Bias detected in Bands of America trait scoring

Tuesday, May 4, 2010

Introduction

I’m almost reluctant to say anything about this, since what some of our best educators try to do with marching band performances has absolutely nothing to do with comparing one school’s performance to that of another. Charles Staley, fine arts chair at Neuqua Valley High School in Naperville, Ill., for example, once told me marching band was a “leadership training activity. The musical experience is secondary to the team building marching band promotes. Competitions have their place in a marching band season, but naming a … champion promotes those programs that place too much of an emphasis on marching band. Administrators [at those schools] push music programs to win.” And lest you think Neuqua Valley isn’t doing a top-notch job of educating its 4,447 students, just be aware that the Fine Arts Department was awarded a Grammy in 2009.

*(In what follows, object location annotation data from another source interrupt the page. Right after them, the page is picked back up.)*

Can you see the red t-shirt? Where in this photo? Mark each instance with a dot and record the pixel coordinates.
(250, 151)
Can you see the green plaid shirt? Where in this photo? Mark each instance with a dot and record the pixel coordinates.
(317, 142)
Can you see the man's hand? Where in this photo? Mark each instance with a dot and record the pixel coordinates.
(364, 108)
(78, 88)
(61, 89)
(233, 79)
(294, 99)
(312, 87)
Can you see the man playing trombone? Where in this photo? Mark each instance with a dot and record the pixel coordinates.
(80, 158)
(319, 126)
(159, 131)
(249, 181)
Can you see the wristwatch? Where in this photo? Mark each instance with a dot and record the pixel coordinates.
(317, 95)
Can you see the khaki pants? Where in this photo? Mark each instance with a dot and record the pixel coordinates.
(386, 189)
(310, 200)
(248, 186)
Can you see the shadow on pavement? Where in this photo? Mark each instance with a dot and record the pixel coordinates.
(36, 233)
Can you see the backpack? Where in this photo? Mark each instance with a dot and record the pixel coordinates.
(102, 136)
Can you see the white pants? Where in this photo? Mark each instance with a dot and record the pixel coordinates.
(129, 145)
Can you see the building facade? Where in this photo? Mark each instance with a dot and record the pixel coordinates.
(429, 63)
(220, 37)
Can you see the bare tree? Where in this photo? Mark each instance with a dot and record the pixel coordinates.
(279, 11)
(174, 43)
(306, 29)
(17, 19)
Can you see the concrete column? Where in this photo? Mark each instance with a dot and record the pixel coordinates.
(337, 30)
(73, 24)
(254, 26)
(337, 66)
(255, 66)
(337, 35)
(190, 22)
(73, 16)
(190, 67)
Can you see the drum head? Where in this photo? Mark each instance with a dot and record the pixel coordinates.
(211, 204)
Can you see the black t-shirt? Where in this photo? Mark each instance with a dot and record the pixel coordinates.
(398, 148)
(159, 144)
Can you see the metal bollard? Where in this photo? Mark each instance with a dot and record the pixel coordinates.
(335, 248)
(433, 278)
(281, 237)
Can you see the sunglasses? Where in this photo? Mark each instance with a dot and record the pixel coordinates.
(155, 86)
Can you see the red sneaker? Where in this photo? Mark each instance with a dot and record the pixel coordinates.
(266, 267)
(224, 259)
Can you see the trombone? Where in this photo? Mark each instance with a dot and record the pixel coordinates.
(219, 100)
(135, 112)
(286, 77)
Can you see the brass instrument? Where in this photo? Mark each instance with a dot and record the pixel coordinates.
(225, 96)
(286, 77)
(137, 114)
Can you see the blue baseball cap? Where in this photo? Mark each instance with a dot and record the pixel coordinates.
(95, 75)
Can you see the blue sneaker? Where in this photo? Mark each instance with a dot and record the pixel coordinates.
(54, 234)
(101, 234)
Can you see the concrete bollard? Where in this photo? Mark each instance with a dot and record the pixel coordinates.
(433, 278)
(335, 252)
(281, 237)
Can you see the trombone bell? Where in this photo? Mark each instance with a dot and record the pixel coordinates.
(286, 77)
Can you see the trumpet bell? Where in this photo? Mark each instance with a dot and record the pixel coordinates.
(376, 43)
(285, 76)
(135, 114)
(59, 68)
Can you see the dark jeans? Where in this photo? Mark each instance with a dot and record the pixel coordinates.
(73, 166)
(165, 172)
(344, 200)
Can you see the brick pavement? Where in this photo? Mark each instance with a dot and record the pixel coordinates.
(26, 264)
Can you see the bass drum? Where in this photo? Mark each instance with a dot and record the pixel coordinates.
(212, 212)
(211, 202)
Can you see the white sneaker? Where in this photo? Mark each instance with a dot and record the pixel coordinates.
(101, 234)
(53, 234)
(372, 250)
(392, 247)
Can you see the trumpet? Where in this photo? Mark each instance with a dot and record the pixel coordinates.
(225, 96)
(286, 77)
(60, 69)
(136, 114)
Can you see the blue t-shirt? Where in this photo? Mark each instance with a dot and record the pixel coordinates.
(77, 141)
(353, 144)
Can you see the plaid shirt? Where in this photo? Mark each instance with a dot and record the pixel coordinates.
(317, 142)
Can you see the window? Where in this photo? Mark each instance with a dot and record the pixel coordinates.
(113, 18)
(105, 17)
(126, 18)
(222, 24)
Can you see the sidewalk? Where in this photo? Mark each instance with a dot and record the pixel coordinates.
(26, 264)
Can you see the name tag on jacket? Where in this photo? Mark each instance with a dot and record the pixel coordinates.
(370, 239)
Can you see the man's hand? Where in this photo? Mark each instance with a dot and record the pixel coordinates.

However, our schools spend millions of taxpayer dollars on marching band and related activities, travel, fees, props and equipment, licensing fees for the music and text used in the shows, and so on. Each band student devotes hours of time and mountains of energy to his or her school’s marching band in the pursuit of performance excellence. The most publicly visible segment of the high school marching band performance circuit is a series of “festivals,” where one band performs after another, usually in 14- or 15-minute intervals, sometimes for an entire day that starts for the teenagers before the sun rises and goes until long into the night. They all name a “champion,” so the scoring of bands in an effort to name such a champion is worth talking about, at least a little.

The Bands of America organization, an Indianapolis-based nonprofit, puts on huge festivals—not only “regional” and “super-regional” competitions but also a scoring contest it pretentiously calls the “Grand Nationals.” It is certainly the biggest marching band spectacle in America. BOA—as well as every competition that licenses the BOA adjudication scoresheets, which is a high number of them, to be sure—in effect bases its ranking of bands at these competitions on scores given by judges, some of whom are down on the field, and some of whom are in the press box or at a higher vantage point.

BOA calls its system of scoring a “criteria referenced” one, which actually brings to mind “criterion-referenced” standardized tests. By using a technical term, it misleads us into believing that judges objectively measure a band’s score against a published set of criteria, known and understood by educators. If it were truly a criterion-referenced system, however, bands that meet all the criteria at the high school level would get perfect scores. And then, we wouldn’t be able to call one school a grand champion, since so many of them would likely meet any organization’s criteria at the high school level.

To use another example, there’s no champion SAT test taker. According to the College Board, 297 students got perfect scores last year on the test. The results would be similar for bands at a competition, in that several bands would fall into the same score category. That’s how criterion-referenced (or norm-referenced in the case of the SAT) scoring systems work. Only a few make it to the top level, but the scoring system doesn’t have much use when it comes to naming a single champion.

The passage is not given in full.